Voici un magnifique texte de mon amie Aubrée, écrit à l'occasion d'un atelier d'écriture... Bonne découverte et surtout bonne lecture...
Solitude au milieu de ce champ. Isolé dans son monde inondé
de lumière, il trône en roi sur une cour
de nains. Il jette ses élans au gré du vent, semant ses ordres au fil
des nuages bleus. Nul n’entend. En silencieuses injonctions, il parle le langage
du blanc zéphyr et éructe ses désirs et ses souhaits en ondes incolores.
Pourtant, il plonge son âme au creux noir de la terre. Il
y injecte son sang en écarlates tourbillons
vivants et puise son ardeur au cœur d’un humus vibrant d’énergie. Le flux vert
incessant s’élève et grandit, pousse et croît au rythme des saisons.

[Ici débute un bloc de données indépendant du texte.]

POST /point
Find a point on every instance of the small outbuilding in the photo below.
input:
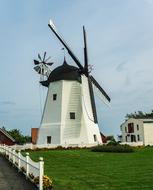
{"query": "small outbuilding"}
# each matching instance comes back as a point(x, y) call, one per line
point(137, 132)
point(5, 138)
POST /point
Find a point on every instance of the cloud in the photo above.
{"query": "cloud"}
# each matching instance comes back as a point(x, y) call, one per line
point(120, 66)
point(150, 2)
point(7, 103)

Imposant, torturé, immense de sa majesté vivante, il vit là
entre ciel et terre depuis plus longtemps qu’il ne saurait le dire. Immobile en
un monde mouvant de vibrations ténues, il pose son regard impassible sur ses
contemporains qui s’activent à de
futiles choses dont il ne veut rien savoir. Seul, en son écorce enfermé, il
préside le royaume des lueurs et des obscurités d’une nature oubliée.

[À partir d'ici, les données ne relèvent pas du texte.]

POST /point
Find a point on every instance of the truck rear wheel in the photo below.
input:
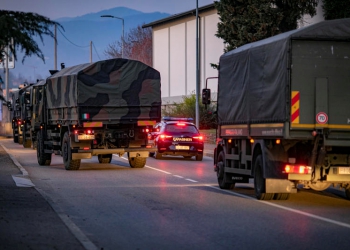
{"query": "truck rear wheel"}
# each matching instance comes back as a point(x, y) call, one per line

Solitaire, il perpétue la vie de sève irriguée.
Qu’attend-il ? Rien. Que pense-t-il ? Rien. Que vit-il ?
Tout.
Il vit de ces heures fanées où l’enfant venait le caresser.

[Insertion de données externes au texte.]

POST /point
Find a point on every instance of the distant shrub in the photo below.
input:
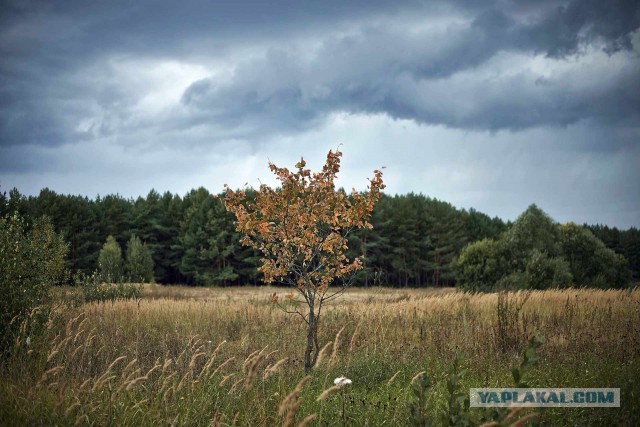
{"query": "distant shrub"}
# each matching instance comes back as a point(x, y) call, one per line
point(139, 265)
point(94, 289)
point(537, 253)
point(591, 262)
point(110, 261)
point(543, 272)
point(31, 262)
point(481, 265)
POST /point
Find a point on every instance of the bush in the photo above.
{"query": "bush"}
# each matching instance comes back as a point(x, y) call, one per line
point(31, 262)
point(139, 261)
point(95, 290)
point(536, 253)
point(590, 261)
point(481, 265)
point(543, 272)
point(110, 261)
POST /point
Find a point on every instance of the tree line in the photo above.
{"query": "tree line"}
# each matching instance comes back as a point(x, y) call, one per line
point(192, 238)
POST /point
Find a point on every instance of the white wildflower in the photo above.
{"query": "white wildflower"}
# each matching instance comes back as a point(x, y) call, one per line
point(342, 381)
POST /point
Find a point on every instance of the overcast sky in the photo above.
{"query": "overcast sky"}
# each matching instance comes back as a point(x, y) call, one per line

De ces instants de joie où le paysan s’appuyait à lui, dans son ombre, pour se reposer. De ces moments futiles où la
bergère lui donnait un baiser.
Il vit de ces futurs bonheurs inscrits dans le bleuet à
naître au soleil. De la pluie bienfaitrice sur le blé en herbe. De la colonie
de fourmis qui viendra tout à l’heure.
Il respire de chlorophylle et il inspire d’oxygène. Il
creuse au fond des entrailles ténébreuses du monde et s’implante au plus
profond de Gaïa. Il avance vers le céleste et lumineux refuge et grandit à la
source de Ra.
Force immuable, il donne l’exemple d’un parcours immobile et
pourtant primordial.
D’un trajet qu’aucun doute ne perturbe. D’une voie tracée
vers l’infini du ciel mais puisant sa source au feu de l’essentiel.